Time.com reported Sunday that National Transportation Safety Board investigators "last week got their first look at a remarkable videotape of the deadly accident."
Time adds: "This is the second video record the board has obtained of the crash, but the first one was virtually useless because the plane could be seen only as a tiny speck."
In reality, both traffic surveillance videotapes - shot from a toll booths on causeways that cross New York's Jamaica Bay (adjacent to JFK) - were reportedly turned over to crash probers within four days of the disaster.
On Nov. 16 the New York Daily News reported:
"Metropolitan Transportation Authority spokesman Tom Kelly confirmed that the agency has given surveillance videotapes from the Cross Bay Blvd. and Marine Parkway bridges to the FBI."

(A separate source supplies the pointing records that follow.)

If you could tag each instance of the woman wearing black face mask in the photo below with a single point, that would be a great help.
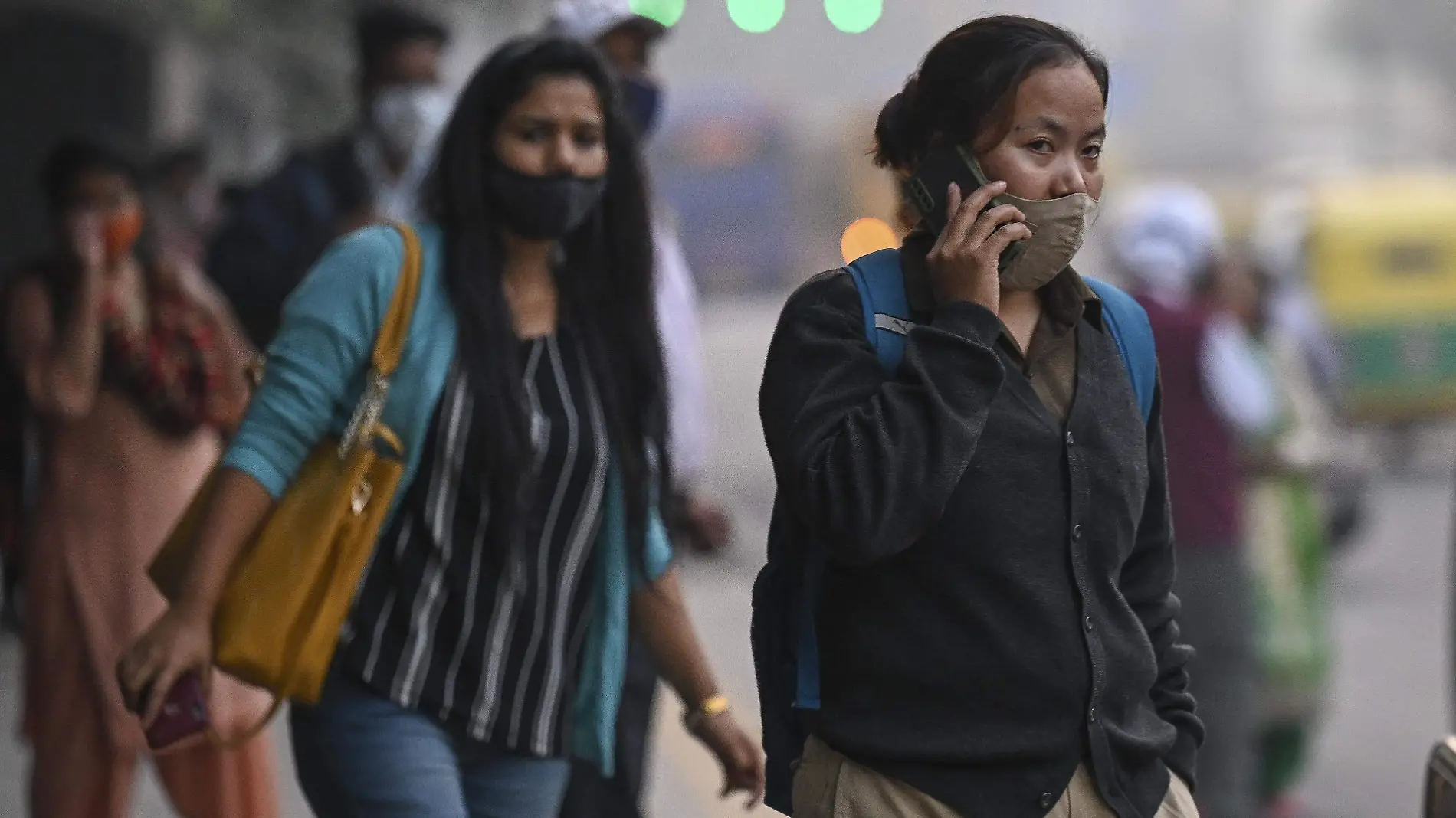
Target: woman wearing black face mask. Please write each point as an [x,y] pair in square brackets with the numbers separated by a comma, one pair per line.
[487,640]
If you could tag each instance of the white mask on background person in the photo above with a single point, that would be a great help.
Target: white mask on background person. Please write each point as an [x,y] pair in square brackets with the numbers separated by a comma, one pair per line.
[408,118]
[1058,231]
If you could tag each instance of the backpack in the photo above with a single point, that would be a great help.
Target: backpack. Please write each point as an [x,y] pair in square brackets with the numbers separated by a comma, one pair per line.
[277,229]
[785,646]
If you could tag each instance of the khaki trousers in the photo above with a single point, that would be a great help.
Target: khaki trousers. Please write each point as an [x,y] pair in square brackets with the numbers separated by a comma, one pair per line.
[829,785]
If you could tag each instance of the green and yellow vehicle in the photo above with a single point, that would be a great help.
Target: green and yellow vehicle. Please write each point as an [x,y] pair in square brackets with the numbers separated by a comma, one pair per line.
[1382,261]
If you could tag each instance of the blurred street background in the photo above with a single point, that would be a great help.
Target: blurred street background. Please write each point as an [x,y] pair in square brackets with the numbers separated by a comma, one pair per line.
[1391,617]
[1325,130]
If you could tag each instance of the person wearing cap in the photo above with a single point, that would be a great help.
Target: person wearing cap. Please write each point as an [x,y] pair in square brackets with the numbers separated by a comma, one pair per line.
[628,41]
[370,172]
[1216,394]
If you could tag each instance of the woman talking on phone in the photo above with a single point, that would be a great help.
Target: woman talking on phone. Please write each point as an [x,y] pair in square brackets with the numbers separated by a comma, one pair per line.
[995,622]
[530,407]
[131,365]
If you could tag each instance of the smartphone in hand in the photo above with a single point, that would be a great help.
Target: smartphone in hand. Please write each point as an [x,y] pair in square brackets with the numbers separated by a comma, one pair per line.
[928,188]
[184,714]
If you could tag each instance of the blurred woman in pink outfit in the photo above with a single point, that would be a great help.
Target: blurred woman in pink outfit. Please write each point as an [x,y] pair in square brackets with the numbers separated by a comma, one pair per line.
[133,367]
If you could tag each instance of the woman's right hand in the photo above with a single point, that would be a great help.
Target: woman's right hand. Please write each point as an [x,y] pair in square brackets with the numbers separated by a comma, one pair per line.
[966,258]
[176,643]
[87,240]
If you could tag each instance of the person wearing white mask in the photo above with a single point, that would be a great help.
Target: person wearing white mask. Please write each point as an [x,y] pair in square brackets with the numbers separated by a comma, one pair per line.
[404,106]
[1216,392]
[372,172]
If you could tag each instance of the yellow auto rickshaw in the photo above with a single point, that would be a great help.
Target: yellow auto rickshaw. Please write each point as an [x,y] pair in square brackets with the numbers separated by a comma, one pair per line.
[1382,261]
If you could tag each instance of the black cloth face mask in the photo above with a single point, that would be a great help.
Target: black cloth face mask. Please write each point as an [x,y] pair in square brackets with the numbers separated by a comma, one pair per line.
[543,207]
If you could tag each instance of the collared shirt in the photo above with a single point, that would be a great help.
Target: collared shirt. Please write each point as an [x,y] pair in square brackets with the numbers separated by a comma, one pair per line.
[1051,360]
[998,603]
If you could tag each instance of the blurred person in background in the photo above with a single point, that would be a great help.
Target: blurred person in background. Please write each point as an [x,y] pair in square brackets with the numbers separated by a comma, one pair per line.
[1289,533]
[996,632]
[1215,394]
[278,229]
[628,43]
[184,204]
[487,643]
[1292,306]
[131,365]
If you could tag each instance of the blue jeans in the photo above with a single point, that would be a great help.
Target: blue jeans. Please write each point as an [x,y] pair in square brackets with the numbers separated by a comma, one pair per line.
[362,756]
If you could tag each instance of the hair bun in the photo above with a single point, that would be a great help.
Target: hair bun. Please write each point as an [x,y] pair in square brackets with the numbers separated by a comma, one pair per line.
[894,129]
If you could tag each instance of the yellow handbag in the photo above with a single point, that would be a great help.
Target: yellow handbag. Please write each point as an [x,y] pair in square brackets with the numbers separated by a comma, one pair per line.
[293,585]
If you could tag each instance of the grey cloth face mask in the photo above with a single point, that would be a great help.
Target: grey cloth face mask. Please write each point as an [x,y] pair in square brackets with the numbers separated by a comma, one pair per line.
[1059,227]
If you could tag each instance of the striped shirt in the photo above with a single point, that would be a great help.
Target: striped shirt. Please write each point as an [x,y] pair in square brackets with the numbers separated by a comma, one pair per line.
[484,641]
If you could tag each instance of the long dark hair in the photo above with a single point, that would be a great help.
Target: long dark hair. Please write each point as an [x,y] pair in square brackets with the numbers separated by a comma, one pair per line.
[605,284]
[967,82]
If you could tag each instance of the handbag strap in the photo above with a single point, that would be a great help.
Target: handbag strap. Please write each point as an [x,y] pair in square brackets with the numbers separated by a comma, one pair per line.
[389,347]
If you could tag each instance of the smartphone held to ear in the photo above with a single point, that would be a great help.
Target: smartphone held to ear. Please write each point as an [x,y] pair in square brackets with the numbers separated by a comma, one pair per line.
[928,188]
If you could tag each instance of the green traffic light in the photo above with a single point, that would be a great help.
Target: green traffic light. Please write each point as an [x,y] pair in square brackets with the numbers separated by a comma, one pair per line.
[854,16]
[666,12]
[756,16]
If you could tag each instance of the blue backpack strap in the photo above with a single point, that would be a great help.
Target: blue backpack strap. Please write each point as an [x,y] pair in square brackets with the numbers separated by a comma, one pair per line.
[887,309]
[1127,322]
[883,297]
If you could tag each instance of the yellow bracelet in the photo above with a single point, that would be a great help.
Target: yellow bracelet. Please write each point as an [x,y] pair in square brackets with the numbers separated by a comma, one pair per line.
[711,706]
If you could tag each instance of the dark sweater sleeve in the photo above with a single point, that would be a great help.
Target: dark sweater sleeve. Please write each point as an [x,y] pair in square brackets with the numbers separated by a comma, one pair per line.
[1148,583]
[870,463]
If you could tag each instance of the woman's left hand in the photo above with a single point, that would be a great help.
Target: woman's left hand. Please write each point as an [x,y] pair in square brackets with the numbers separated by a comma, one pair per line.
[739,756]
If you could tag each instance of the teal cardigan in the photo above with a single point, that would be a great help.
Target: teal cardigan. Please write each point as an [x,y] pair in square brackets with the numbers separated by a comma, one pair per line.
[315,376]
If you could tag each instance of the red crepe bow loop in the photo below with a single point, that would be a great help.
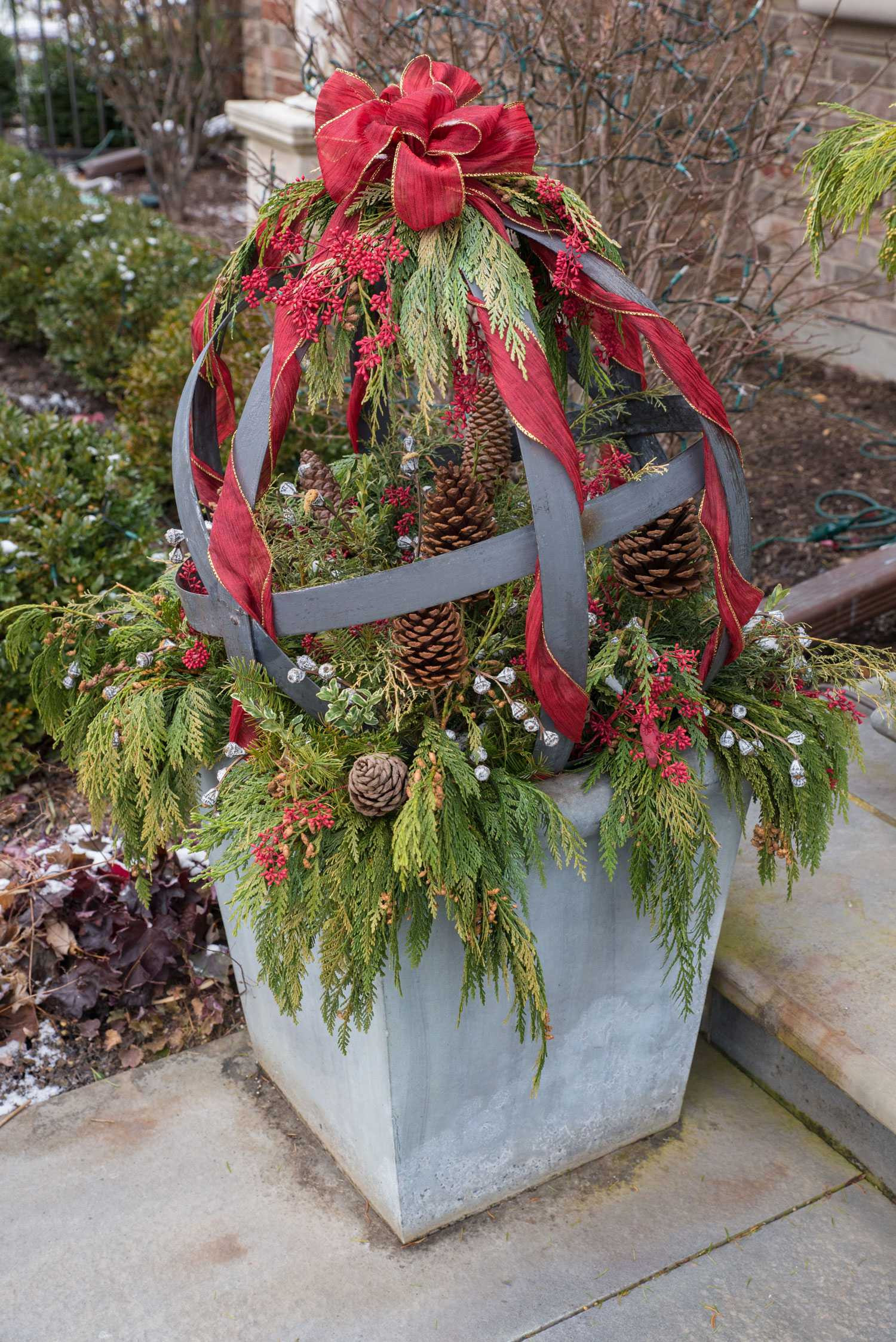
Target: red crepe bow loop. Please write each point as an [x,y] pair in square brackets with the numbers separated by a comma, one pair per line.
[419,134]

At approximately 3 miles distance from JFK, a camera mounted on Cross Bay Blvd's Veterans Memorial Bridge toll booth would have had a much better view of Flight 587's takeoff than one on Marine Parkway - approximately 7 miles away.

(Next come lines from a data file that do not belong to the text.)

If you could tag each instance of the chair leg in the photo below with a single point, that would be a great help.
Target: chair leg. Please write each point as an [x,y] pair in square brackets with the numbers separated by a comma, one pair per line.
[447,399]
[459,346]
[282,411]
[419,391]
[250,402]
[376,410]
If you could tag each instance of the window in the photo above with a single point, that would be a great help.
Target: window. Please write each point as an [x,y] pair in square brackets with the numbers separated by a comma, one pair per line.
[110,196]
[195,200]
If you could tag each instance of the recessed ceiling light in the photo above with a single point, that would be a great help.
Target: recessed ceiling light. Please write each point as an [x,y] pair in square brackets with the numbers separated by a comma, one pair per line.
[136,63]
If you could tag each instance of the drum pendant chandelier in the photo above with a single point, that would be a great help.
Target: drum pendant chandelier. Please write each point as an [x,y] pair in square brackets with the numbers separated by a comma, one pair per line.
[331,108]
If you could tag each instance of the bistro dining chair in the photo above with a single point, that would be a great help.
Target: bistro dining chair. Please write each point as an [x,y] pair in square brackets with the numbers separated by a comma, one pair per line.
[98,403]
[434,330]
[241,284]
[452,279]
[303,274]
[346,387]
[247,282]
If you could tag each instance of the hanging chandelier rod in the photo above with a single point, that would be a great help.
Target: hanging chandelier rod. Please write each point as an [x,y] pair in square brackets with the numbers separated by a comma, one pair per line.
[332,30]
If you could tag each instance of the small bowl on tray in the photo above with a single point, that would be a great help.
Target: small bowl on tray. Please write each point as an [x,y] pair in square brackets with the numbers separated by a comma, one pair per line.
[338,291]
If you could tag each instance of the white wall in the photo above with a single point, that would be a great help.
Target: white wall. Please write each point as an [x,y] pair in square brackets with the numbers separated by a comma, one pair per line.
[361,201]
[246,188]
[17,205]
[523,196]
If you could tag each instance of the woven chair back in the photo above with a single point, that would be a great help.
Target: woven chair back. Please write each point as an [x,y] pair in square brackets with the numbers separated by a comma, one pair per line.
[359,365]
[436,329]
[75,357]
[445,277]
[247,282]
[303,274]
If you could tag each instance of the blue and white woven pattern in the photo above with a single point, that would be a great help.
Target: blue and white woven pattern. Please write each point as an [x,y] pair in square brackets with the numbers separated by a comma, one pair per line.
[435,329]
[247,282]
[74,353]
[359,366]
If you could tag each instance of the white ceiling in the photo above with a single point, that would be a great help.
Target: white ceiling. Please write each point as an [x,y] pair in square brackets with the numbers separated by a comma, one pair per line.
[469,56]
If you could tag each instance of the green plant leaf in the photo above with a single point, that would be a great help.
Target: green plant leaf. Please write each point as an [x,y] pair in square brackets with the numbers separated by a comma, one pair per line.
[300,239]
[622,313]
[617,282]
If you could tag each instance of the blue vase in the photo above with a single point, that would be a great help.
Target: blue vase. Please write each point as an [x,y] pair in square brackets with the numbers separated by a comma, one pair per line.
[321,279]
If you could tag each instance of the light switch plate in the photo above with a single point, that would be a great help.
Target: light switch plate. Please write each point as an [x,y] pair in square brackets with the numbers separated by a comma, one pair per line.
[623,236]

But on Nov. 16 the News quoted MTA spokesman Kelly as saying that only one tape captured the plane's breakup - which turned out to be from the more distant Marine Parkway vantage point.

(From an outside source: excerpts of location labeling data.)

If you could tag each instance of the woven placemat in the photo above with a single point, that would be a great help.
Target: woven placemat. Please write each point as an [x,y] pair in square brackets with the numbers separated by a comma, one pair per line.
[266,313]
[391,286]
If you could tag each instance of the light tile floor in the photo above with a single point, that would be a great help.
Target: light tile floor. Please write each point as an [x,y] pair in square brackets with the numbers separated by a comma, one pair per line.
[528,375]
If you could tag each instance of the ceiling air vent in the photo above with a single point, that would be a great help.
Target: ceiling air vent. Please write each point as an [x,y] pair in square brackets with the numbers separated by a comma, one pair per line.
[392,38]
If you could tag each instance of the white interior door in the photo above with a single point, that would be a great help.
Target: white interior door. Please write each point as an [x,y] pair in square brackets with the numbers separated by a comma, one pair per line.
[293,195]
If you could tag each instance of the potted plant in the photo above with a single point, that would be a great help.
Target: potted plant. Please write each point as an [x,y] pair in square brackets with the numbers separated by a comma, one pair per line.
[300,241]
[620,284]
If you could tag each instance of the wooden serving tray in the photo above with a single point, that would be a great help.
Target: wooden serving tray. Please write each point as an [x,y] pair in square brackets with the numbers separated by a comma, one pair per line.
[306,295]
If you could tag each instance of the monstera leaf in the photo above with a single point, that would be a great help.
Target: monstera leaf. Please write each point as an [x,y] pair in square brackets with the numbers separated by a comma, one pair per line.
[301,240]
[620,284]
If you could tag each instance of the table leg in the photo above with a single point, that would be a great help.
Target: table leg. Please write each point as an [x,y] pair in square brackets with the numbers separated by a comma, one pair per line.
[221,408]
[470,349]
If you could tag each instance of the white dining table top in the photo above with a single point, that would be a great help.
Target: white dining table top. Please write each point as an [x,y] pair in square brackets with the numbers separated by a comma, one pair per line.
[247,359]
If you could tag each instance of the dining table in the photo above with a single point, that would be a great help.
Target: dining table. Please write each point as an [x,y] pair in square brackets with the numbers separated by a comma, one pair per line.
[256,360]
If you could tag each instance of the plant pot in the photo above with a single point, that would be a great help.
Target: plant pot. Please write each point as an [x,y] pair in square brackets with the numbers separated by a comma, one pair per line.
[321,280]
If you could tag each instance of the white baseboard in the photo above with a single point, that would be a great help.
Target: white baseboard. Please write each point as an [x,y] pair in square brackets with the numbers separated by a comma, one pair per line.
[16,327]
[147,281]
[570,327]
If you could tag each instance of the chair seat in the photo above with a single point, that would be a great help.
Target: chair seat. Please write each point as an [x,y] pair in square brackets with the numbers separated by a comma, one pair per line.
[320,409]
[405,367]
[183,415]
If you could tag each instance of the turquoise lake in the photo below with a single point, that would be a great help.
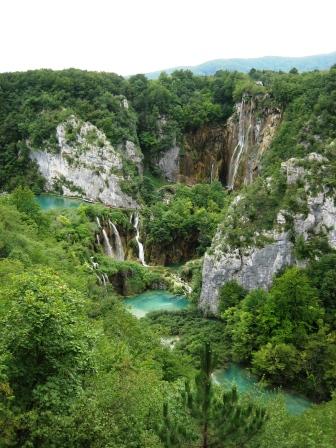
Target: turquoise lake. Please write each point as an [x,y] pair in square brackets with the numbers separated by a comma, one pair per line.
[49,202]
[149,301]
[247,383]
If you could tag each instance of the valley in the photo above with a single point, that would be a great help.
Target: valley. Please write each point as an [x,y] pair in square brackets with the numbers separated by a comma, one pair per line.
[150,229]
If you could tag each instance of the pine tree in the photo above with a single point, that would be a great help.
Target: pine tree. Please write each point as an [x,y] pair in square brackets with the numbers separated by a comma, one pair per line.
[221,421]
[171,433]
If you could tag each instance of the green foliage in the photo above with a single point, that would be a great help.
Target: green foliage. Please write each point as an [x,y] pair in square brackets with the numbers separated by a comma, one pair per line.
[314,429]
[283,333]
[221,421]
[184,226]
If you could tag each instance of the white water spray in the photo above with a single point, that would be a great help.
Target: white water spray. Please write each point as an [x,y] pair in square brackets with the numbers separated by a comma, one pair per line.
[239,149]
[137,237]
[107,245]
[119,253]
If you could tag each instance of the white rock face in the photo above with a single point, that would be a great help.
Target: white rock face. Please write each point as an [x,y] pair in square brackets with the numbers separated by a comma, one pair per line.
[88,166]
[169,163]
[255,267]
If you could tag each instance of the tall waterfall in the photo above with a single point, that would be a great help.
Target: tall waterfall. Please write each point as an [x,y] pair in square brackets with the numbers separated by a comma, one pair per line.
[119,252]
[242,140]
[137,237]
[107,245]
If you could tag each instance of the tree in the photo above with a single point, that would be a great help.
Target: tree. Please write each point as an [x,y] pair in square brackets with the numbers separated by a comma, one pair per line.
[221,419]
[45,350]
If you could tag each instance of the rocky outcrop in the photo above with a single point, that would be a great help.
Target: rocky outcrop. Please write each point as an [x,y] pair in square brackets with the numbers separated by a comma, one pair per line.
[255,267]
[86,164]
[231,152]
[252,268]
[250,132]
[169,164]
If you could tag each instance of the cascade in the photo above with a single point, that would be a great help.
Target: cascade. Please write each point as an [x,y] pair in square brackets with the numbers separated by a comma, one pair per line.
[212,172]
[107,245]
[119,255]
[137,237]
[239,149]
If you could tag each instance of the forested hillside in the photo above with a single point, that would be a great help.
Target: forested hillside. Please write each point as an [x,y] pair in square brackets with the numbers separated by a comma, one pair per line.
[274,63]
[219,188]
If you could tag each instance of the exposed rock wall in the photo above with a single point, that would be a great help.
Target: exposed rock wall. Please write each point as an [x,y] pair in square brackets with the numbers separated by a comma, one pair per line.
[252,268]
[87,165]
[169,163]
[255,267]
[229,152]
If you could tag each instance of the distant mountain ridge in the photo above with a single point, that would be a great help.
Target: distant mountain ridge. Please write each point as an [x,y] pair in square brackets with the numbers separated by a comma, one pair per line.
[276,63]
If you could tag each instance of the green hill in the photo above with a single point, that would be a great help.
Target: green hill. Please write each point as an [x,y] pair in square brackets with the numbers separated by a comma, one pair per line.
[275,63]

That could have been an oversight on his part. Kelly told NewsMax.com later that day that he had not personally reviewed either videotape but relied instead on the accounts of others.
Kelly also told NewsMax.com, "We turned (the Marine Parkway tape) over to the FBI and they have now turned it over to the NTSB."
Did the FBI withhold from the NTSB the much closer Cross Bay Blvd. videotape?
Otherwise, why is an NTSB source now telling Time.com that the agency got its first look at that better video last week, more than two months after the FBI reportedly took possession of both tapes?
More troubling still, however, is Time.com's claim that the more distant Marine Parkway Bridge tape was "virtually useless."
That's not what a reporter who actually examined the footage said on Nov. 17:
"The tape, viewed by the Daily News, shows a white outline of the jetliner against a clear sky in fairly steep decline. Seconds later, the outline disappears and the video shows a blurry, white undefined patch as the plane apparently breaks apart."
The toll booth obscures the moment of impact but, said the News:
"At the end of the bridge videotape sequence, which has been turned over to the FBI, there appears to be a puff of white smoke in the sky."
Nov. 12, the day of the crash, was a cloudless day in New York, a fact that makes that "puff of white smoke" particularly problematic for investigators who have bent over backwards to ignore the accounts of dozens of eyewitnesses who say they saw a midair explosion and fire before the plane broke apart.
Does the closer Cross Bay Blvd. videotape undermine the NTSB's repeated attempts to blame the crash on mechanical failure? Time.com's source will only say the new evidence shows Flight 587 "flying along normally and intact, and suddenly things start to go very wrong."
Stay tuned.
What if the experts have reason to decide to deep-six it (it got lost; it got ruined, it got stolen; we never got it; when we looked at it, there wasn't anything on it, etc)? I would say, keep a few copies in a safe-deposit box or elsewhere safe).
IF that's what they really want to do...
Yeah -- I'm sure it's already been done . .
MsLady : It's a residue that's invisible, but obvious, as I understand it.
Right. The puff of smoke is at the END of the sequence -- where one would expect that a plane breaking up in mid air would produce clouds of fuel, etc.
Had the puff of smoke occurred at the BEGINNING of the sequence, then the bomb explanation would at least have some evidence going for it.
So the tinfoilers are wrong again -- batting 0. As usual.